Silas Niyibizi (April 1, 1942 – February 21, 2011) was a Rwandan demographer, public servant and academic.

==Early life==
Silas Niyibizi was born on April 1, 1942, in Muganza - Kayenzi (Gitarama, Southern Rwanda) in a modest family of rural farmers. After attending primary school in his home village, he went to Nyanza (Southern Rwanda) for secondary studies at the Collège Christ Roi Latin-Greek section (1957–1964). From 1964 to 1967 he studied at the National University of Rwanda in the department of Social and Economic Sciences (Département des Sciences Économiques et Sociales). There he obtained a Degree in Economic and Social Sciences.

From 1967 to 1969 he specialized in demography at the Université de Montréal (Canada) with a M.Sc. in demographic sciences, thus becoming the first ever Rwandan demographer.

==Career==
During his career from 1969 to 1999, Niyibizi did extensive demographic research, primarily focusing on the social issues generated by the rapid growth of the Rwandan population.

He returned to Rwanda after obtaining his demographic degree in 1969, where the Rwandan Ministry of Planning employed him to found the Statistics department (1969–1971). Niyibizi then transferred to the National University of Rwanda (NUR, Butare - Southern Province) as a full-time lecturer in Demographic and Statistics Studies (1971–1976), making him the first graduate of the NUR to be a lecturer there.
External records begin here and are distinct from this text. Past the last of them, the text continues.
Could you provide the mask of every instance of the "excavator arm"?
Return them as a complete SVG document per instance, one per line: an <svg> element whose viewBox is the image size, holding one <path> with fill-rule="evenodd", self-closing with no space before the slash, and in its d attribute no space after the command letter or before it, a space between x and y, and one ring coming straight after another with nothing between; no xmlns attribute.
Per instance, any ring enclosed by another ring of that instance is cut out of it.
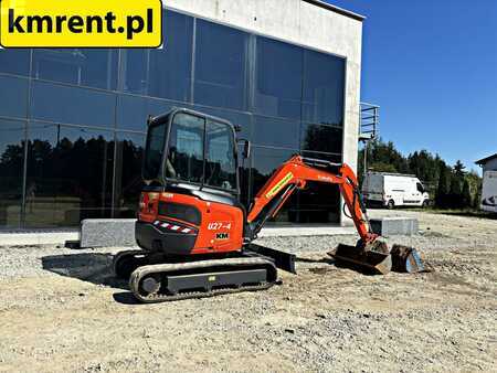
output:
<svg viewBox="0 0 497 373"><path fill-rule="evenodd" d="M300 156L294 156L283 163L255 196L247 216L253 238L264 223L278 213L292 193L304 189L308 181L338 184L361 241L366 245L378 238L378 235L370 231L353 170L345 163L331 163Z"/></svg>

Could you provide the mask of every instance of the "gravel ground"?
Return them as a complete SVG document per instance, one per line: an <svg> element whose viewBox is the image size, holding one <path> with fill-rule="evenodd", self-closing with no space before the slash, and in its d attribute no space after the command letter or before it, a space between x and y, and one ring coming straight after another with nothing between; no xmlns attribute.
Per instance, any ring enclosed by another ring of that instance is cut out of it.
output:
<svg viewBox="0 0 497 373"><path fill-rule="evenodd" d="M0 371L497 372L497 221L419 212L434 271L364 276L321 259L356 236L263 238L298 276L245 292L137 305L117 249L0 248Z"/></svg>

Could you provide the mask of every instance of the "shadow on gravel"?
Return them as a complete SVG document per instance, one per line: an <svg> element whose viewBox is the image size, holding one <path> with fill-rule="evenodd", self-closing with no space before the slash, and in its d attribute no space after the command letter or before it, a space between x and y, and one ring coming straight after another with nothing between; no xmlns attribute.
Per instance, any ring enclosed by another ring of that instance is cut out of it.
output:
<svg viewBox="0 0 497 373"><path fill-rule="evenodd" d="M112 254L70 254L42 257L43 269L95 285L128 289L128 284L114 277Z"/></svg>

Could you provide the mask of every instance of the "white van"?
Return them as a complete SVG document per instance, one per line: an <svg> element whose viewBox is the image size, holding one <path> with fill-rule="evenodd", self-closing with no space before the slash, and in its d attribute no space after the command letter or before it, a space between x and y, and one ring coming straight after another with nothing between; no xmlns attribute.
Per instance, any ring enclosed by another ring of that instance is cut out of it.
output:
<svg viewBox="0 0 497 373"><path fill-rule="evenodd" d="M368 172L362 182L362 195L370 206L426 207L430 204L423 183L412 174Z"/></svg>
<svg viewBox="0 0 497 373"><path fill-rule="evenodd" d="M497 212L497 171L487 171L484 174L482 210Z"/></svg>

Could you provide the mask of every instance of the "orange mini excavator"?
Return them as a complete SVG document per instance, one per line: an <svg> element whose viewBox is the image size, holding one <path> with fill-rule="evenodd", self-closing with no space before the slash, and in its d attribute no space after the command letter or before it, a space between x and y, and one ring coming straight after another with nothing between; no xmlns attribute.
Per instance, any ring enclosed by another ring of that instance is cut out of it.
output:
<svg viewBox="0 0 497 373"><path fill-rule="evenodd" d="M309 181L338 184L360 239L329 253L337 260L387 274L422 269L416 252L395 257L370 231L356 174L347 164L294 156L258 191L248 211L240 203L237 145L226 120L189 109L148 119L136 241L141 251L114 258L117 277L135 297L159 302L267 289L277 268L295 271L295 255L255 245L264 223ZM394 251L392 249L392 253Z"/></svg>

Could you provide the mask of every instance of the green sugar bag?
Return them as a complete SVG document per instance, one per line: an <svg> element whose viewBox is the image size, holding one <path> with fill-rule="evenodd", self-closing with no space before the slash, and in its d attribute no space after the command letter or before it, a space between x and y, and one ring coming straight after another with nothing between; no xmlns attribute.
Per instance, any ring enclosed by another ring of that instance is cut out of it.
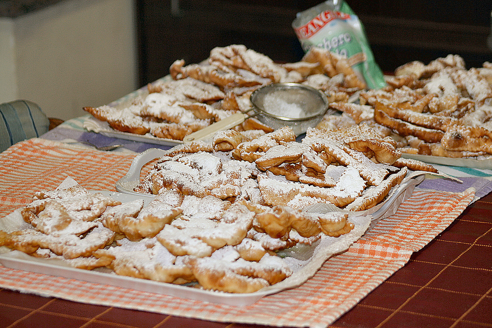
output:
<svg viewBox="0 0 492 328"><path fill-rule="evenodd" d="M298 13L292 27L305 52L315 46L351 59L356 63L352 69L369 89L386 85L364 27L344 1L328 0Z"/></svg>

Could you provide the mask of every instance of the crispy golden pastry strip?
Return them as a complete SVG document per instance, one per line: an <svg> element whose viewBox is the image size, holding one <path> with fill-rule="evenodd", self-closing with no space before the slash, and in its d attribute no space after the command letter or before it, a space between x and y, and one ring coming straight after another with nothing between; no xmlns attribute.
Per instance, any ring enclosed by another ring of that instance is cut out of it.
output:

From 1976 to 1977 Niyibizi served as permanent secretary in the Ministry of Sports, before being tasked to prepare and manage the First Rwandan Census of Population and Housing (1978) and coordinate its after-results analysis (1978 to 1987). In 1980 he co-founded the Office National de la Population – ONAPO (National Office of the Population), where he served as Senior Demographer from 1987 to 1994, with a short stint as Senior Advisor in the country’s second National Census of Population and Housing (1991).

Contrary to many of his peers among the first Rwandan academics, he seems to have not taken part in the tumultuous political period preceding the 1994 genocide (nor had he ever occupied a political position). This aberrant political anonymity could be explained by his socialist ideals, peaceful dialogue and opposition to military involvement in politics, a mixture that could not please the Military Regime that ruled Rwanda at the prime of his career.

After the 1994 genocide, Niyibizi worked to rebuild the country's decimated academia. He remained a lecturer at NUR until he retired at the age of 57 in 1999. In his retirement he also contributed to the success of the third (and first post-genocide) National Census of Population and Housing (2002), as National Consultant. He also, during his retirement, taught statistics and social planning at the Université Catholique de Kabgayi from 2001 to 2006.